Mas também hoje estamos mais conscientes de que os anos adicionais de vida não são sempre acompanhados da qualidade de vida igualmente desejada. E é sobre esta questão que gostaria de me debruçar. O que acontece quando alguém chega à conclusão que continuar a viver deixou de ter a dignidade que sempre valorizou e teme pela sua perda de autonomia.
Atualmente temos muitas formas diferentes de terminarmos a nossa vida se assim o desejarmos, usando armas brancas ou de fogo, vários tipos de acidentes, combinações de fármacos etc. Mas são quase sempre decisões e ações solitárias e frequentemente angustiantes.
Continua a ser punível na lei a assistência por parte de outrem, em particular por um profissional da saúde, ao suicídio de alguém que o tenha solicitado repetidamente ou quando ainda estava consciente. E é esta, na minha opinião, a questão principal em discussão no debate sobre a morte assistida.
Invoca-se a noção de que é o medo da dor insuportável que faz com que alguém queira terminar rapidamente o seu sofrimento, e que a morte não é solução, pois existem muitas formas de controlar a dor. Mas os efeitos secundários das elevadas doses necessárias destes fármacos são, por vezes, tão intoleráveis como a dor que tentam controlar. E é perfeitamente concebível que para muitos (em que eu me incluo) não é só a dor física que é intolerável. É também a ideia de que a “quantidade de vida” adicional não compensa a “qualidade de vida” perdida. E suspeito que, quanto maior tiver sido a “qualidade de vida” de alguém, menos disposta estará essa pessoa a valorizar só anos de vida adicionais. Quando começamos a sentir que a nossa continuada existência deixou de ter qualquer relação com as experiências físicas, racionais ou emocionais que mais valorizamos e que sentimos a nossa autonomia cada vez mais fragilizada, o fim parece perfeitamente razoável para muitos de nós. Pensar desta forma não é nem aberrante, nem patológico.
Outro conceito é o de que os profissionais de saúde devem tratar, curar se possível e acompanhar os doentes, nunca matar ou ajudar a morrer. O que faz todo o sentido e deve continuar a ser o seu principal objetivo. Mas só quem está muito mal informado ou se recusa a ver a realidade do mundo que nos rodeia é que não tem conhecimento de inúmeros casos de ajuda, por profissionais de saúde, a doentes perto do fim que querem acelerar a sua morte. Tudo feito às escondidas, à margem da lei, com enormes riscos de denúncia e com consequências profissionais gravíssimas. Não seria muito mais honesto evitar ao máximo, ou mesmo acabar com esta situação?

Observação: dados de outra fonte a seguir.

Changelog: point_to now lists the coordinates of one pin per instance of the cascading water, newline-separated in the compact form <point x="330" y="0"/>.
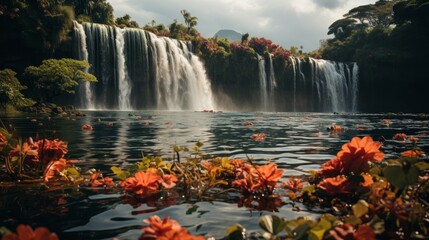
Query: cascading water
<point x="81" y="53"/>
<point x="262" y="82"/>
<point x="139" y="70"/>
<point x="323" y="86"/>
<point x="123" y="81"/>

Outro argumento forte e plausível é o de que os países, onde se dá assistência médica aos que querem morrer, passarão a ser centros mundiais de morte assistida. Nenhuma das poucas experiências que existem neste domínio, tanto nos EUA como na Europa, comprova essa afirmação. E todas elas mostram que, onde é legal, o processo é longo, complexo e exigente – muito diferente do que se passa onde é criminalizado e por isso mesmo praticado às escondidas e sem qualquer controlo.
Uma das soluções sugeridas e que tem ganho alguma aceitação é a de não fazer nada para tentar alongar o tempo de vida que resta, quando a equipa médica decide que o paciente está em fase terminal. Esta solução, em que se mantém o paciente com a hidratação mínima necessária, e que pode durar dias ou semanas, é vista por muitos (onde eu me incluo) como cruel e insensível.

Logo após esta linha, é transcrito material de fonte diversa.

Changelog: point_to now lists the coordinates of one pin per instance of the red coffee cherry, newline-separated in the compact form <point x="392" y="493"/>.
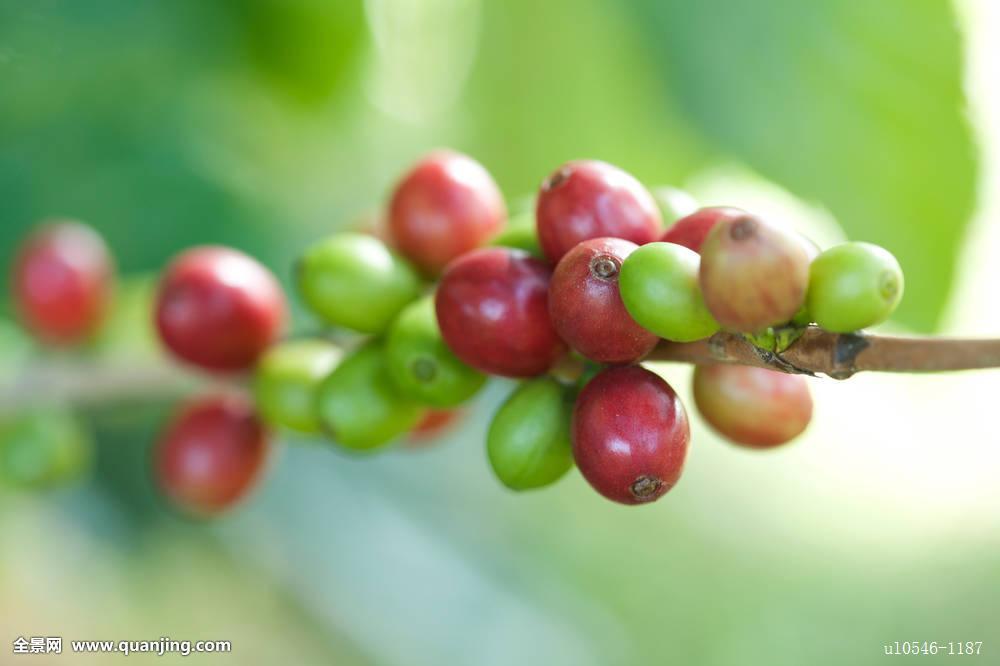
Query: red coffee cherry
<point x="211" y="454"/>
<point x="492" y="307"/>
<point x="753" y="275"/>
<point x="587" y="309"/>
<point x="445" y="206"/>
<point x="753" y="407"/>
<point x="62" y="282"/>
<point x="691" y="230"/>
<point x="590" y="199"/>
<point x="630" y="435"/>
<point x="218" y="308"/>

Por todas estas razões, e tantas outras que são sobejamente conhecidas, acho que a morte assistida deve ser legalizada e que o processo seja o mais exigente e rigoroso possível para evitar ao máximo aquilo que hoje acontece muitas vezes sem qualquer supervisão.
Para mim, a qualidade e dignidade da minha vida e da minha autonomia é muito mais importante que a “quantidade de vida” e suspeito que isso é verdade para muitos cidadãos. O dilema está em decidir quem deve dar a ajuda solicitada, quando os profissionais de saúde são impedidos de o fazer legalmente.